The psoriatic keratinocyte logical model
Following the construction of the PNK, the network was converted to a Boolean model and encoded in the GINsim software (Naldi, 2018). In Boolean models, the activity of a node (also called state) can be associated with Boolean values (i.e. 1 or 0). Nodes with a value of 1 are considered active while a value of 0 is associated with inactive nodes. Lastly, for each node, the logical rules governing its state were specified. The logical rules aimed to capture how a node's state depends on the state and combinations of its regulators and were manually specified following the logical formalism AND, OR, and NOT. The definition of the rules was an iterative process based on the results of various model analyses and their comparison to the expected behavior described in the literature and our in vitro observations.
Model analysis
The final model was analyzed using software tools developed by the CoLoMoTo consortium (http://www.colomoto.org/). The analyses explored the system from several angles aiming i) to assess its performance and validate its closeness to biological reality, ii) to use the model as a tool to understand how cPLA2ɑ downstream lipid mediators and more specifically PGE2, together with Th17 and Th1 cytokines contribute to the different phenotypes of the disease, and iii) to explore how the targeting of cPLA2ɑ alone or together in treatments with vitamin D analogues affects the system. The model analysis in full is performed and archived as a Jupyter Notebook (Tsirvouli and Kuiper, 2021).
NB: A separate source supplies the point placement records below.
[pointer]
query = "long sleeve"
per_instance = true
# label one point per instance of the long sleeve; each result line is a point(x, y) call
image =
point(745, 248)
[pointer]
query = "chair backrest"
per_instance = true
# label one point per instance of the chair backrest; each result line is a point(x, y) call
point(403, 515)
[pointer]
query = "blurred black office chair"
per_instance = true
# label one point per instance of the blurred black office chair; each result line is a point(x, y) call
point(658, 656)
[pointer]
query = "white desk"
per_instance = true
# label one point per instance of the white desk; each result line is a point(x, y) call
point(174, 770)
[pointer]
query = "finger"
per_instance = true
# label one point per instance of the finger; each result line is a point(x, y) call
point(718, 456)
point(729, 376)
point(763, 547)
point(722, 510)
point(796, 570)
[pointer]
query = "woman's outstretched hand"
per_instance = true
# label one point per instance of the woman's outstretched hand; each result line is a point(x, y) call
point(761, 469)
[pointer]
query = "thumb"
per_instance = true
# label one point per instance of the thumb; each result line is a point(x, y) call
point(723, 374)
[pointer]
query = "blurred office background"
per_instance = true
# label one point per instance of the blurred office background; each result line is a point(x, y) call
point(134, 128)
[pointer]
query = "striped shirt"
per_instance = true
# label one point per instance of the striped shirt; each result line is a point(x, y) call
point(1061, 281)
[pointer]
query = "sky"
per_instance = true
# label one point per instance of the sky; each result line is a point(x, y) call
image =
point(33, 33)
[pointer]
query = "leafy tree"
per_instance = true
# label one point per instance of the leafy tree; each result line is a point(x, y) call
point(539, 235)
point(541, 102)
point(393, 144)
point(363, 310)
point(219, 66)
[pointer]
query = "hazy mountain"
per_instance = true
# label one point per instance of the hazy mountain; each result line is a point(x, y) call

Model validation and stable state prediction
To validate the performance of the model, with respect to its fidelity to biological reality and ability to correctly predict experimental observations, the stable states or attractors (comparable to cellular states, or phenotypes) of the model under various conditions were computed using the bioLQM toolkit (Naldi, 2018). The model contains a subset of nodes that can be used as markers of specific physiological states (e.g. proliferation, survival, apoptosis or differentiation). The state of these marker-nodes was used to infer the cellular states that the model can emulate under various conditions (e.g. external stimuli and perturbations). The ratio between the activating and inhibiting states of markers depends on the model's response to specific inputs and dictates which phenotypes will be reached. For instance, whether a cell will undergo apoptosis does not depend on the activation of pro-apoptotic regulators, but rather on the ratio between pro-apoptotic (e.g. Bax) and anti-apoptotic proteins (e.g. BCL-2) (Khodapasand et al., 2015)
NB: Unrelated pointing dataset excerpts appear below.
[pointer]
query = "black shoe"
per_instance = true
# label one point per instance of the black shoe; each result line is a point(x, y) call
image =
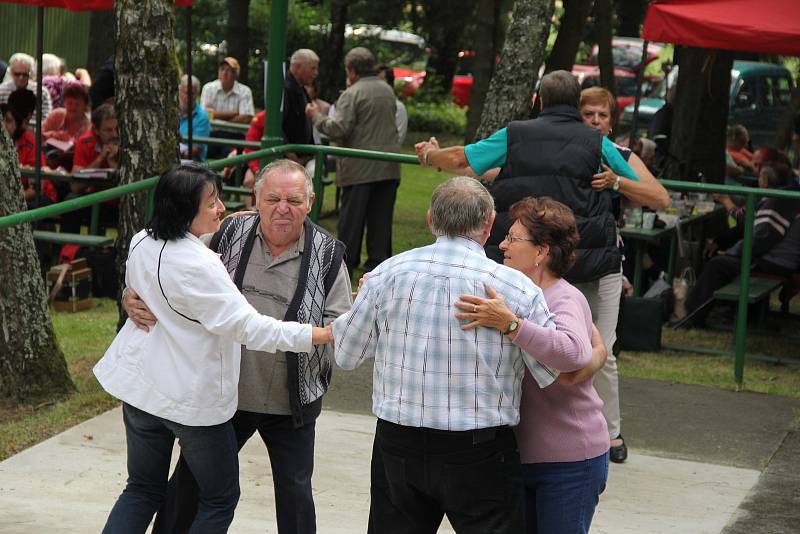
point(619, 453)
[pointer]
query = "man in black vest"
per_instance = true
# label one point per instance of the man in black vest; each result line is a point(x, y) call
point(286, 267)
point(556, 155)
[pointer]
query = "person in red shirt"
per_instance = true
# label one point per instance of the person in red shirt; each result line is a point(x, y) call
point(17, 113)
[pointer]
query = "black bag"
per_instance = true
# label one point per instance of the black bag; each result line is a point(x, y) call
point(639, 325)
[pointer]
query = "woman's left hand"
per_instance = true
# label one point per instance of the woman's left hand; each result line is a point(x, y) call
point(491, 312)
point(604, 180)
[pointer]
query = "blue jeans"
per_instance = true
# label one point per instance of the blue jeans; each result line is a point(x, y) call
point(211, 454)
point(560, 497)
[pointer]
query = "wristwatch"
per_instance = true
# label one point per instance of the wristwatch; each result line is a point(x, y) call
point(512, 327)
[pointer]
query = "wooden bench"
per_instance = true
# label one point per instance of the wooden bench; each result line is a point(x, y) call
point(758, 292)
point(59, 238)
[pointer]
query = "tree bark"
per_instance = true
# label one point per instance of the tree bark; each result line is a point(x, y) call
point(147, 107)
point(512, 85)
point(488, 42)
point(31, 363)
point(630, 14)
point(700, 117)
point(603, 23)
point(101, 39)
point(331, 75)
point(237, 34)
point(570, 35)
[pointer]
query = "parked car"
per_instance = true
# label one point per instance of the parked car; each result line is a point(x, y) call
point(760, 94)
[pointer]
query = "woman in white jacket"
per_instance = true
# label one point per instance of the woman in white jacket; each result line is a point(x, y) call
point(179, 380)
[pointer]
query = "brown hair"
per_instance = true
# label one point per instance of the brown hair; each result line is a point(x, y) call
point(551, 223)
point(597, 96)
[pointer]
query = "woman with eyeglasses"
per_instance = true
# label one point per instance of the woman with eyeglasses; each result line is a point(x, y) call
point(562, 434)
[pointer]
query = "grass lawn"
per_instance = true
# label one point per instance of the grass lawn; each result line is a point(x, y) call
point(84, 337)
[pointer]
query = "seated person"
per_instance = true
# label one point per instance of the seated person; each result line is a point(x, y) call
point(773, 218)
point(17, 113)
point(737, 142)
point(97, 149)
point(68, 123)
point(200, 124)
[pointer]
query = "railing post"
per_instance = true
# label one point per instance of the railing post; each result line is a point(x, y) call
point(319, 168)
point(744, 283)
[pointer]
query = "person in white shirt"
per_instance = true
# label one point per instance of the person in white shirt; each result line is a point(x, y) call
point(227, 99)
point(179, 379)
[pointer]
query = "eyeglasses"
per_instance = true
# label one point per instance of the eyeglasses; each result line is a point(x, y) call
point(511, 238)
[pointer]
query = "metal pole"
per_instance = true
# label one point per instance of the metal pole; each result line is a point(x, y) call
point(37, 186)
point(744, 287)
point(639, 78)
point(273, 91)
point(192, 96)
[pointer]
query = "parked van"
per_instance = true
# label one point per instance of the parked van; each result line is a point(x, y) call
point(760, 95)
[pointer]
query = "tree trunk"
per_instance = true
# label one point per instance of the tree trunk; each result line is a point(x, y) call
point(700, 117)
point(331, 75)
point(147, 107)
point(512, 85)
point(488, 42)
point(570, 35)
point(31, 363)
point(237, 34)
point(603, 23)
point(101, 39)
point(630, 14)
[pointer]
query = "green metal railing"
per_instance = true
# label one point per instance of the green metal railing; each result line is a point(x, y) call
point(94, 199)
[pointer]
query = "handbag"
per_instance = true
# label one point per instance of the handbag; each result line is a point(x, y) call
point(681, 286)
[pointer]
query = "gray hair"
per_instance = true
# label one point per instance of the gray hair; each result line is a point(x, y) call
point(559, 88)
point(285, 166)
point(303, 56)
point(361, 61)
point(195, 83)
point(460, 206)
The model's validation and analyses were performed in three main conditions, which are summarized below. In addition to the conditions tested in vitro (i.e. the Th17-derived IL-17 and IL-22), a simulation more representative for the psoriatic milieu, where IL-17, IL-22, TNFα, and IFNγ are present, was also included. Additionally, to elucidate the potential distinct role of the Th17- and Th1-derived cytokines, the behavior of the model in the presence of the Th1 (i.e., IFNγ and TNFα) and Th17 cytokines separately was explored. Lastly, as EP4 appears to be regulated in response to IL-17 and IL-22 (experimental observations presented in the “Integration of experimental observations into the model and validation with in vitro results” section), the receptor was encoded to be active in the analyses.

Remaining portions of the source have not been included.